Celebrating the 30th Anniversary of the Fall of the Berlin Wall

By Christopher P. Ball, Ph.D.


On Friday, November 8th, last week the Victims of Communism Memorial Foundation hosted an the Triumph of Liberty Conference and Gala Dinner.

"The Berlin Wall fell in 1989, but communism didn’t. One hundred years after the Bolshevik Revolution, one fifth of the world’s population still lives under single-party communist regimes in China, Cuba, Laos, North Korea, and Vietnam. Moreover, communist regimes commit the worst human rights abuses on the widest scale in the world today." And the Victims of Communism Memorial Foundation (VoC) is committed to both remembering the successes and keeping the world focused on the work still to be done.


Each year the VoC organizes a Triumph of Liberty Conference and Gala Dinner. This year, the events took place on Friday, November 8th, one day before the exact 30 year anniversary of the fall of the Berlin Wall, on November 9th, 1989.


The conference started with a panel on "Perspectives on 1989" including speakers H.E. Joachim, Former dissident Lutheran pastor and 11th President of Germany, Wei Jingsheng, Chinese human rights and democracy activist, and A. Wess Mitchell, Ph.D., Former Assistant Secretary for European and Eurasian Affairs in the U.S. Department of State. The panel was moderated by Marion Smith, Executive Director of the VoC. Later sessions covered topics such as "Cold War Lessons for Hot Historical Times" and "Truth, Lies, and Videotape: Historical Truth and the Quest for Justice".


I have to admit that the first time I attended the VoC event was in 2017. Being deeply involved in Central European affairs both at Quinnipiac University and privately with InvestCEE and other projects, I honestly thought the conference would be a bunch of older people sharing stories about the collapse of the Soviet Union 30 years ago. We would reminisce about the early days of transition in the 1990s and folks would tell of the atrocities they witnessed under oppressive communist regimes. And of course we'd all be inspired by the perseverance and believe in freedom, finally and joyously obtained when the regime collapsed. To be sure there was and continues to be some of that. We do need to remember our history and we need to still hear first-hand accounts while those who can tell them are still with us.


What surprised me then in 2017, and was still true this year, is how many people attend the conference to talk about current atrocities under current regimes around the world. Most of these people are Asian, but a good many are from other countries from all continents. It's surprising and it's sad.


Wei Jingsheng, on the opening panel, talked about the challenges in China and the struggle to be heard on this topic since the Chinese have essentially bought the silence of so many in the West.

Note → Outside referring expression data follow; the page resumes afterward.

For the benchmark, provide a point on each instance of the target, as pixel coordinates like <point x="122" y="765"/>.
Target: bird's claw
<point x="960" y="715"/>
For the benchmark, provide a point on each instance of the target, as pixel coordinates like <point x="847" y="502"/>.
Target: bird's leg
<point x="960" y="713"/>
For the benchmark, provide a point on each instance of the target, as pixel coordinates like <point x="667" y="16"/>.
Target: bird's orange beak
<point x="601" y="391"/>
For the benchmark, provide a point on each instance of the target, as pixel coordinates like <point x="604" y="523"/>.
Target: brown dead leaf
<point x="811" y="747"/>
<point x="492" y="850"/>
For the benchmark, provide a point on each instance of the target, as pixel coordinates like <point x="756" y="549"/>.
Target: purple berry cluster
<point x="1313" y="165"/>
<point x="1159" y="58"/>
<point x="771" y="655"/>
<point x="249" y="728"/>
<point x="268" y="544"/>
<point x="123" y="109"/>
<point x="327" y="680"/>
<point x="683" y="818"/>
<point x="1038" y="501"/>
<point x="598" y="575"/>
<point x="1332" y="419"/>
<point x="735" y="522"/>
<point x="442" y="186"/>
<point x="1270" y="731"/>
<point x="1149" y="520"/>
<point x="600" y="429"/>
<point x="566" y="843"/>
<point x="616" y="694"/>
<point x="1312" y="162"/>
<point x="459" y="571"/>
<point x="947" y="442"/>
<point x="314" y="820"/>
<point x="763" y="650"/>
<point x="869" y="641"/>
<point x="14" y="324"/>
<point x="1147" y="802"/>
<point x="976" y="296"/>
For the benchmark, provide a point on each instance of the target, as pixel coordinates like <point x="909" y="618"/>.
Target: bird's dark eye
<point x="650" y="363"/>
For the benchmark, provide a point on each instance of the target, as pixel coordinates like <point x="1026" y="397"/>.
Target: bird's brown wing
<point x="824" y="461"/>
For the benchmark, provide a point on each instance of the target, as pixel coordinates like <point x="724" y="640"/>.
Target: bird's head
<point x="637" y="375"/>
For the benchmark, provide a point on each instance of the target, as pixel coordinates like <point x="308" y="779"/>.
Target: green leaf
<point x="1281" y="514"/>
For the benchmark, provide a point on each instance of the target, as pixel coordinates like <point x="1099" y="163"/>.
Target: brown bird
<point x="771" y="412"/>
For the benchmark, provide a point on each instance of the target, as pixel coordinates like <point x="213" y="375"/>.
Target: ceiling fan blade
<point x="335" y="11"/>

This was reinforced later in the day by Bethany Allen-Ebrahimian, a fiery and articulate young journalist with the International Consortium of Investigative Journalists who spoke about the problems getting UN recognition of Human Rights Abuses in Asia. Bethany also laid bare the fundamental and intricate methods of strategic investment used by China to leave many in the west essentially voluntarily limiting their own potential criticism of communist regimes around the world.

The evening Gala was held in Washington D.C.'s Union Station, much to the chagrin of passengers, I'm sure, and was attended by over 600 people from all over the world. Ambassadors from most formerly communist countries attended to remember the suffering in their nations and express support for aiding those still suffering today. U.S. political leaders from both sides of the aisle attended and publicly reminded us all that this is a non-partisan issue and that the VoC was established by the US Congress in 1990 by a unanimous vote of both parties. At a time when Washington is so divided today, it was nice to see people together for the common cause of human freedom.


The VoC gave its Truman-Reagan Medal of Freedom this year to His Excellency Joachim Gauck, Former dissident Lutheran pastor and 11th President of Germany, who told of his own struggles under communist rule and also how at age 50 he cried when he voted in the first free German election after the Berlin Wall fell in 1989. He had always dreamed of one day being one of "We, the people" he said. It reminded us all of the struggle so many have endured not only to survive under oppression but also to rise up against it and fight for freedom and human dignity.


For the full video of the Gala: https://www.triumphofliberty.com/tol2019/home


The dangers of communism in all its forms is sadly still alive today. The VoC continues to fight for freedom around the world. It's important work that they do. I wish them much success, God's blessings, and I look forward to supporting their efforts so that one day these events will truly be what I initially imagined, just old folks retelling stories of days long past that no one remembers and that no one wants to return to.